I have tricky query that attempts to find matches that compare a list of JSON arrays against a list of JSON values in a column
The "Things" table with "Keywords" column would contain something such as:
'["car", "house", "boat"]'::JSONB
The query would contain the values:
'["car", "house"]'::JSONB
I'd like to find all the rows that have BOTH "car" and "house" contained in the listing. Here's my (mostly) feeble attempt:
SELECT
*
FROM
"Things"
WHERE
"Keywords"::JSONB ?| ARRAY(
SELECT * FROM JSONB_ARRAY_ELEMENTS('["house","car"]'::JSONB)
)::TEXT[]
Also when it comes to indexing, I'm assuming adding a GIST index would be my best option.
I'd like to find all the rows that have BOTH "car" and "house"
So the right operator is ?& - Do all of these array strings exist as top-level keys?
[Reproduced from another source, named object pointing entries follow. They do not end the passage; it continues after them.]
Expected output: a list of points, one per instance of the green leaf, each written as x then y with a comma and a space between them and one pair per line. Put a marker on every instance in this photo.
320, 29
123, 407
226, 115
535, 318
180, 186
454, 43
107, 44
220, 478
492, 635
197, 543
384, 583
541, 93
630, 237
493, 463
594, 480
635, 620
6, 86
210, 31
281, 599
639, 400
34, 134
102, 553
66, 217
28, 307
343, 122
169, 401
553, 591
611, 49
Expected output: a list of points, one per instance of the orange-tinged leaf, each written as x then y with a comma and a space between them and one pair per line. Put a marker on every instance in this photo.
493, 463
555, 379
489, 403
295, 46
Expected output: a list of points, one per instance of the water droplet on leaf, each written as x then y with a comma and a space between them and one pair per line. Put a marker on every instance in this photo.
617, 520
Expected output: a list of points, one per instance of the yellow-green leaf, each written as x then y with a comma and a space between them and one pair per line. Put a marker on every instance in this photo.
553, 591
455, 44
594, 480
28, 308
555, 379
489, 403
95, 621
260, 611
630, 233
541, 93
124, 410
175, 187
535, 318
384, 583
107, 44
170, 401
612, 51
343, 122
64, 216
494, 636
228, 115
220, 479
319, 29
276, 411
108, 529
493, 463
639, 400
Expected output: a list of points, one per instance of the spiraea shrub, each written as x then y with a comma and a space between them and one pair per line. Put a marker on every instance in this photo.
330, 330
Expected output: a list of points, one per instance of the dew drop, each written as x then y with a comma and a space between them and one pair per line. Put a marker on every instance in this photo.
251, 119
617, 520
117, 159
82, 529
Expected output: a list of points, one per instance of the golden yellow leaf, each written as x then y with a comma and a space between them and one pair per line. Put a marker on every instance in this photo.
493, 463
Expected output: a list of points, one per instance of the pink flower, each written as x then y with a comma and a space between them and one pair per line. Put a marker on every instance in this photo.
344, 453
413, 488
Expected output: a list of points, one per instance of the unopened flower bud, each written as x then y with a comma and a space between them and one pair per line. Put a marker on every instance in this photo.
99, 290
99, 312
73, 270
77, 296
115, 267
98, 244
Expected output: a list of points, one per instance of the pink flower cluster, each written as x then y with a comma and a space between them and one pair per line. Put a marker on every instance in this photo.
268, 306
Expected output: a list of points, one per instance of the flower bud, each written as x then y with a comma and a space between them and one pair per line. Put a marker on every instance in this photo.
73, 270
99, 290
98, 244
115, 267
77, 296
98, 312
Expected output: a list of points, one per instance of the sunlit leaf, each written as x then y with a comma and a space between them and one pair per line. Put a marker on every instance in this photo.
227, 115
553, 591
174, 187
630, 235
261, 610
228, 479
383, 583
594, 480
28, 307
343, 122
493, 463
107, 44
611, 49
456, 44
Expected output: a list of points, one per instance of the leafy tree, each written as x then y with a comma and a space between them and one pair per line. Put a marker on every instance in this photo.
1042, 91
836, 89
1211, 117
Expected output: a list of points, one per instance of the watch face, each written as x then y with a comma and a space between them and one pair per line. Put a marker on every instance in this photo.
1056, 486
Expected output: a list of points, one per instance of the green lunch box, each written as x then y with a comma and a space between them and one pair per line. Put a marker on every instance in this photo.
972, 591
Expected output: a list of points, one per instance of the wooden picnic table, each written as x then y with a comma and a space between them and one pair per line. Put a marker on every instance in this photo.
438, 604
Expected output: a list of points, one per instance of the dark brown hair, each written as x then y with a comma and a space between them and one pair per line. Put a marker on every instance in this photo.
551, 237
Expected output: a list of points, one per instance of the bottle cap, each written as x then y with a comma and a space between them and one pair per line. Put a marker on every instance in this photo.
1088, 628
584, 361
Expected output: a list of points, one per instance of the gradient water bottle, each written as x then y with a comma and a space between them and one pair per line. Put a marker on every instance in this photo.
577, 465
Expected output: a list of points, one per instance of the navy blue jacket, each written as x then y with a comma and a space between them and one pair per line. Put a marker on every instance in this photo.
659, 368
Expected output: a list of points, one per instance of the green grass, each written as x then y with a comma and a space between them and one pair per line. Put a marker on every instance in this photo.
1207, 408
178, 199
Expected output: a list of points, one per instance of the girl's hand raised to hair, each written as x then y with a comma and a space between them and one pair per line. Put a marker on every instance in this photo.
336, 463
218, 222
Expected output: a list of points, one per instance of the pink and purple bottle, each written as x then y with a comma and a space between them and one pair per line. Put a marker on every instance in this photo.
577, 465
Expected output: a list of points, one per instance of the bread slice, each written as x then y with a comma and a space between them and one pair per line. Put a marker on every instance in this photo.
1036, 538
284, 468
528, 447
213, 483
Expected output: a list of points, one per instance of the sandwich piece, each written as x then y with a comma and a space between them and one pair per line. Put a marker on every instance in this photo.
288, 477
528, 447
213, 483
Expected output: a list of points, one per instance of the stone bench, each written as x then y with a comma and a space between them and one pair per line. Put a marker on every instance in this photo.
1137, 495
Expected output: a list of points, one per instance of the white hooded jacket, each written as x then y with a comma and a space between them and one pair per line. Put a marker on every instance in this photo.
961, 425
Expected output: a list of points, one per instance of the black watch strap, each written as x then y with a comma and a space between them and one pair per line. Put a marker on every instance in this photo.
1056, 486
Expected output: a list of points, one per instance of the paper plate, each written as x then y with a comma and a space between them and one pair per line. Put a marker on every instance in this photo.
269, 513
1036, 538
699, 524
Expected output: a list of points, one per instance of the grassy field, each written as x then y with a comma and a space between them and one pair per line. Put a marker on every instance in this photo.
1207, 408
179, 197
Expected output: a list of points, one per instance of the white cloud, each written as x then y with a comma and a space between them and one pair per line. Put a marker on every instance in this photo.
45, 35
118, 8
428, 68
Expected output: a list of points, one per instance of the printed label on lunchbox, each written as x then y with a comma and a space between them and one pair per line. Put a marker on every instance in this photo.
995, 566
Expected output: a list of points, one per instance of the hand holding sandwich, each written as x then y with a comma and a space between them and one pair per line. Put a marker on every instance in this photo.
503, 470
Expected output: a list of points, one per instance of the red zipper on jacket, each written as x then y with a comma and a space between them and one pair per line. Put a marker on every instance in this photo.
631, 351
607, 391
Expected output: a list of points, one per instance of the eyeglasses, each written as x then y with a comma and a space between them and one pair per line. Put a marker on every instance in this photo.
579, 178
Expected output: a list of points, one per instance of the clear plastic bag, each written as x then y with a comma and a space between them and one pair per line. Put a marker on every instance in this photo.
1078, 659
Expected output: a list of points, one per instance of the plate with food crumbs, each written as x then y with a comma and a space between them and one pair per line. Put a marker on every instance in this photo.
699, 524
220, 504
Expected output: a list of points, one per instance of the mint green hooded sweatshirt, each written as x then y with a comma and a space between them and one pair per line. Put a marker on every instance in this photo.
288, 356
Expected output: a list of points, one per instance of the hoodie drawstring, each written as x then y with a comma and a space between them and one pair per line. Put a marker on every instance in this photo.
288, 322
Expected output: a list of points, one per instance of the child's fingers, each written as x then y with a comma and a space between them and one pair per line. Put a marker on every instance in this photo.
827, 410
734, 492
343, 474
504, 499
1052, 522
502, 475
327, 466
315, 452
You query is almost correct, change the operator and use jsonb_array_elements_text():
WITH "Things"("Keywords") AS (
VALUES
('["car", "house", "boat"]'::jsonb),
('["car", "boat"]'),
('["car", "house"]'),
('["house", "boat"]')
)
SELECT
*
FROM
"Things"
WHERE
"Keywords" ?& array(
SELECT jsonb_array_elements_text('["house","car"]')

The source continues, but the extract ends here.